On appelle mois lunaire, ou lunaison, le temps que met la Lune pour se retrouver dans la même position par rapport au Soleil, c'est-à-dire dans la même phase (premier quartier, pleine Lune, dernier quartier, nouvelle Lune) : sa durée est de 29 j 12 h 44 min. C'est la période de révolution synodique. Pendant qu'elle effectue une révolution entière autour de la Terre, la Lune effectue exactement une rotation sur elle-même : sa période de révolution sidérale est rigoureusement égale à sa période de rotation sidérale, ce qui explique pourquoi la Lune présente toujours la même face à la Terre, la partie invisible de la Lune depuis notre planète ayant été baptisée face cachée. Même si la Lune semble brillante lorsqu'on l'observe à l'oeil nu, elle ne réfléchit en réalité que 7 p. 100 de la lumière qu'elle reçoit (albédo égal à 0,07). Cette faible réflectivité est comparable à celle de la poussière de charbon.

La Lune vue de la Terre

D'un point de vue strictement géométrique, un observateur terrestre ne peut voir à un instant donné que la moitié de la surface totale de la Lune. Et, puisqu'elle présente apparemment toujours le même hémisphère, il ne serait donc théoriquement possible d'observer que 50 p. 100 de sa surface.
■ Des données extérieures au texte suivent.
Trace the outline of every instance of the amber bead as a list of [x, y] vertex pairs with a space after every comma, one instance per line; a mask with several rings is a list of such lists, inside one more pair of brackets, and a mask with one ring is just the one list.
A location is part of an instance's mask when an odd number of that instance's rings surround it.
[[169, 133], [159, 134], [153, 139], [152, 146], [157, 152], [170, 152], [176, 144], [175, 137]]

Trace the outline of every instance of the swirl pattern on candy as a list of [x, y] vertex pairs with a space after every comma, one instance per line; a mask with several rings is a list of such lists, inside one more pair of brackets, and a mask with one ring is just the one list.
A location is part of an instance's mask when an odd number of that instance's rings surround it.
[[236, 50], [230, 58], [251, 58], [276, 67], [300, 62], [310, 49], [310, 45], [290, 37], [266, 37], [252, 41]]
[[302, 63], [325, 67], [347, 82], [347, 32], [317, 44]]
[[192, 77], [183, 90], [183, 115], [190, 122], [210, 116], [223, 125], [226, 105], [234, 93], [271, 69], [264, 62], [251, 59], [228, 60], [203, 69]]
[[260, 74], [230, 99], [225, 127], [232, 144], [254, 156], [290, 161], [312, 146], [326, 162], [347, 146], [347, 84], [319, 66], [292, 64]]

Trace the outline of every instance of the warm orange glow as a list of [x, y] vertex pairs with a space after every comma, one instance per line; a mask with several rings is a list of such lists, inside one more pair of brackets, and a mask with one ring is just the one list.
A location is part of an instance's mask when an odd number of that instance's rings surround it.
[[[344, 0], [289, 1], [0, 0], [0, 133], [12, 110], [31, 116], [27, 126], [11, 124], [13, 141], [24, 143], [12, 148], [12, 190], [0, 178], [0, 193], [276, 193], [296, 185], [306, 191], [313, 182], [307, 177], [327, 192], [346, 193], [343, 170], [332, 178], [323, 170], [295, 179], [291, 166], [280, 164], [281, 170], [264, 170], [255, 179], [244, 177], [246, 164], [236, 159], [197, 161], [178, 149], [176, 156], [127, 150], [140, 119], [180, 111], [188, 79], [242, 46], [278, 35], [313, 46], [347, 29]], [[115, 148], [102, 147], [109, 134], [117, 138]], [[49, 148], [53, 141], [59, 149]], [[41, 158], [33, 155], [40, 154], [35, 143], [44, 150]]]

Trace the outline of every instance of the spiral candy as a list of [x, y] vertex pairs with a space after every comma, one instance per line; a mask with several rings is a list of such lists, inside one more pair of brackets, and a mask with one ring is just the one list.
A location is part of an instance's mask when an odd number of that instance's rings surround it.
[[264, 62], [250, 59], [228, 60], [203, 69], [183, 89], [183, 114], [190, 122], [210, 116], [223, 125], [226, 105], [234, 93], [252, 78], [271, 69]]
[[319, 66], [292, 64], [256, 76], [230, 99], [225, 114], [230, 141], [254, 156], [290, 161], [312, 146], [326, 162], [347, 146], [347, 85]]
Cependant, 9 p. 100 supplémentaires sont visibles au cours d'une lunaison : en raison d'un phénomène appelé libration, la Lune donne l'impression d'effectuer de légers balancements, tant en longitude (le centre de la Lune semblant se déplacer tantôt vers l'est, tantôt vers l'ouest) qu'en latitude (ce qui permet de voir, à quelque deux semaines d'intervalle, les régions polaires). Ces effets s'expliquent respectivement par les variations de vitesse de la Lune sur son orbite elliptique (elle est d'autant plus élevée que la Lune est proche de la Terre) et par l'inclinaison de la Lune sur son orbite. 

 

Au fur et à mesure qu'elle tourne autour de la Terre, la Lune passe successivement par des états appelés phases lunaires. Une moitié de la Lune est toujours exposée au soleil, exactement comme une moitié de la Terre est dans la lumière du jour pendant que l'autre moitié est dans l'obscurité de la nuit. Les phases lunaires font référence à l'aspect de la Lune vue depuis notre planète. Au moment de la nouvelle Lune, notre satellite naturel présente à la Terre sa face obscure; une semaine après, environ, la Lune atteint son premier quartier : elle ressemble alors à un demi-cercle lumineux; puis, une semaine après, c'est la pleine Lune, où la totalité de sa face éclairée est visible; le cycle se poursuit ensuite avec le dernier quartier, la Lune apparaissant de nouveau comme un demi-cercle, symétrique de celui observé au moment du premier quartier. Ce cycle s'achève avec la phase de nouvelle lune, et ainsi de suite à chaque lunaison. On parle de croissance pour décrire le passage de la nouvelle Lune à la pleine Lune, et de déclin ( ou décroissance ) dans le sens contraire. Notons qu'au moment de la pleine Lune, la Terre est plus proche du Soleil que la Lune; ( autrement dit, la Terre est alors entre la Lune et le Soleil )( Lune - Terre - Soleil ) à l'inverse, la Terre est plus éloignée du Soleil que la Lune au moment de la nouvelle Lune ( c'est la Lune qui est alors entre la Terre et le Soleil )( Terre - Lune - Soleil).